Le ministre de la Santé, Cheikh Ould Horma, avait lancé il y a quelques jours un appel aux médecins mauritaniens exerçant à l’étranger, les invitant à revenir au pays pour faire profiter à leurs concitoyens leur expertise et expérience. Une tentative de renverser la tendance dans la fuite des «cerveaux» jugée de bonne augure.
Seulement, quelle stratégie d’accompagnement le gouvernement a-t-il prévu de mettre en place pour non seulement inciter ses cerveaux à rentrer au bercail mais empêcher les rares qui sont encore au pays à succomber à l’appel des sirènes, à l’autre bout de l’Atlantique ?
L’appel lancé par le ministre de la santé et adressé aux médecins mauritaniens exerçant à l’étranger a été considéré comme une démarche innovante et encourageante, par plusieurs observateurs. Il faut dire que la Mauritanie fait partie des pays de l’Afrique sub-saharienne qui paye le plus lourd tribut au phénomène de la « fuite des «cerveaux ».
Seulement, dans ce pays dont le déficit en personnel de santé de bonne qualité est évident, il est paradoxal de constater que le critère de l’excellence a toujours été sacrifié sur l’autel de la complaisance et l’omnipotence de la médiocrité. On ne compte plus le nombre d’universitaires et de diplômés mauritaniens formés dans les plus prestigieux instituts et université du monde et qui ont été obligés de plier bagage et de migrer ailleurs après avoir essuyé les pompes des recruteurs et l’indifférence des administrateurs une fois rentrée au pays.
Aussi, est-il légitime de croise qu’en lançant un appel aux compétences mauritaniennes à l’étranger, les autorités mauritaniennes ont déjà mis en place une stratégie incitative de nature à encourager ces compétences à revenir au pays avec toutes les garanties requises.
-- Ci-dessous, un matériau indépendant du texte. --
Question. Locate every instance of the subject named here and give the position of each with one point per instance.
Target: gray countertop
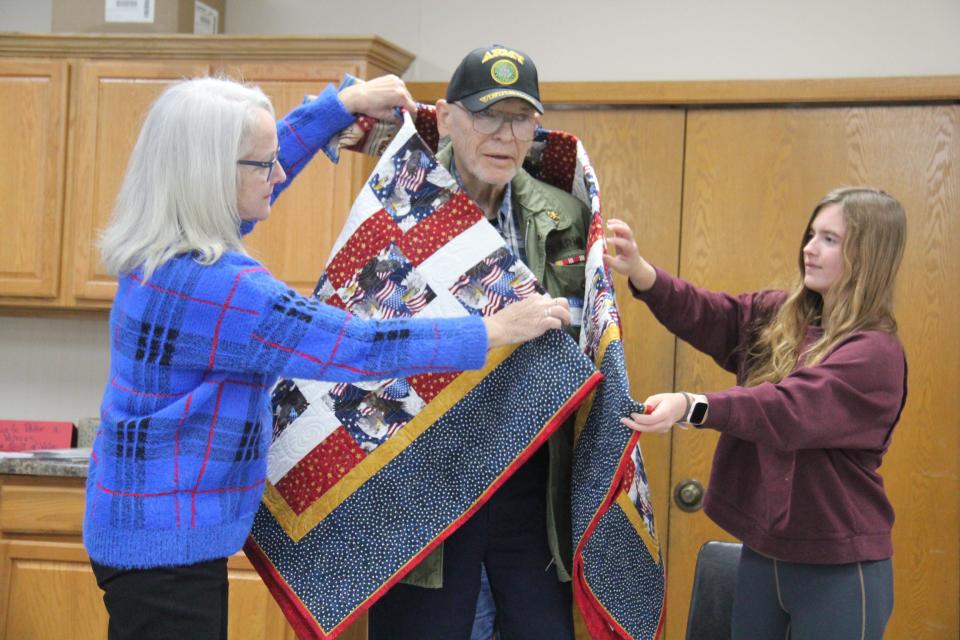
(43, 467)
(64, 468)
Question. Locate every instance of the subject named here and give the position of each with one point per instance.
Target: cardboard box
(169, 16)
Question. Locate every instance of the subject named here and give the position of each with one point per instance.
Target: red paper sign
(27, 435)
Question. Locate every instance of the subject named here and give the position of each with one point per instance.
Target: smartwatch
(697, 407)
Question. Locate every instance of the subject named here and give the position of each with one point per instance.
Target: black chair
(714, 581)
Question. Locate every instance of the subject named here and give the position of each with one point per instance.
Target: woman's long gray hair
(179, 193)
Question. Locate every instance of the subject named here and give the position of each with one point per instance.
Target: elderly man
(522, 535)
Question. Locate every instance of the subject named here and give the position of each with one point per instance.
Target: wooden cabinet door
(48, 591)
(33, 99)
(295, 242)
(751, 179)
(110, 102)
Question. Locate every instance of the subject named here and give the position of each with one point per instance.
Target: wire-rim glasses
(489, 122)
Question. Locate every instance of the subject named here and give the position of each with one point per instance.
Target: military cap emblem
(504, 72)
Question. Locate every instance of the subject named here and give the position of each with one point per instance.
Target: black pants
(166, 603)
(508, 535)
(795, 601)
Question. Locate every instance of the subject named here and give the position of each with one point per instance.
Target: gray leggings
(788, 600)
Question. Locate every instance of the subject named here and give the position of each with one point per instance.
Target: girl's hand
(663, 411)
(627, 259)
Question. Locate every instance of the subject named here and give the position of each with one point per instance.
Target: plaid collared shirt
(507, 224)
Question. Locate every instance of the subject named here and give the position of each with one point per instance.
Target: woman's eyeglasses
(262, 164)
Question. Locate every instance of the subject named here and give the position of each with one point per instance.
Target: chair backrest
(714, 582)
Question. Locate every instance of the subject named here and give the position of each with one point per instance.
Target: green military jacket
(554, 226)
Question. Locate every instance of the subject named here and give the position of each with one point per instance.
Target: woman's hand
(378, 97)
(663, 411)
(526, 320)
(627, 259)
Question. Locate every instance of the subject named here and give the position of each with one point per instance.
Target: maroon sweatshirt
(795, 474)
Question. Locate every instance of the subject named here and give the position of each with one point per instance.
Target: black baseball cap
(493, 74)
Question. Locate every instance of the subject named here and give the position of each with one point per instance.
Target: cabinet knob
(688, 495)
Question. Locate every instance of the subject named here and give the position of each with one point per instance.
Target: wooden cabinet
(72, 110)
(110, 100)
(33, 101)
(47, 589)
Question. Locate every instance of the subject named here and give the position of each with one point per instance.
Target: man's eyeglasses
(489, 122)
(263, 164)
Or, ce que l’on voit, ce sont plusieurs médecins, pharmaciens et dentistes qui font le pied de grue depuis belle lurette devant le département de la santé pour leur recrutement, ce sont des conditions matérielles précaires dans lesquelles se débattent les membres de la corporation qui perçoivent un traitement inférieur à celui d’un balayeur en Europe, des hôpitaux de niveau 2 ou 3, des centres de santé dépourvus du minimum nécessaire, des politiques de recherche balbutiantes…Le tout sous-tendu par une stratégie de recrutement où prédomine encore le trafic d’influence et le manque de tout critère de transparence.
S’inspirer des autres
Pour que l’initiative du ministère de la Santé puisse avoir un impact réel sur les chercheurs mauritaniens à l’étranger, la Mauritanie doit s’inspirer de l’exemple de certains pays comme le Cameroun, un pays qui a amorcé une politique de récupération de ses cerveaux. Cela à travers la création en 2009 d’un fonds d’environ 8 milliards d’UM financé sur l’effacement des dettes extérieures, pour améliorer les salaires des enseignants du supérieur et dont les résultats se sont traduits par un accroissement du nombre de scientifiques et une stabilisation de l’environnement de la recherche.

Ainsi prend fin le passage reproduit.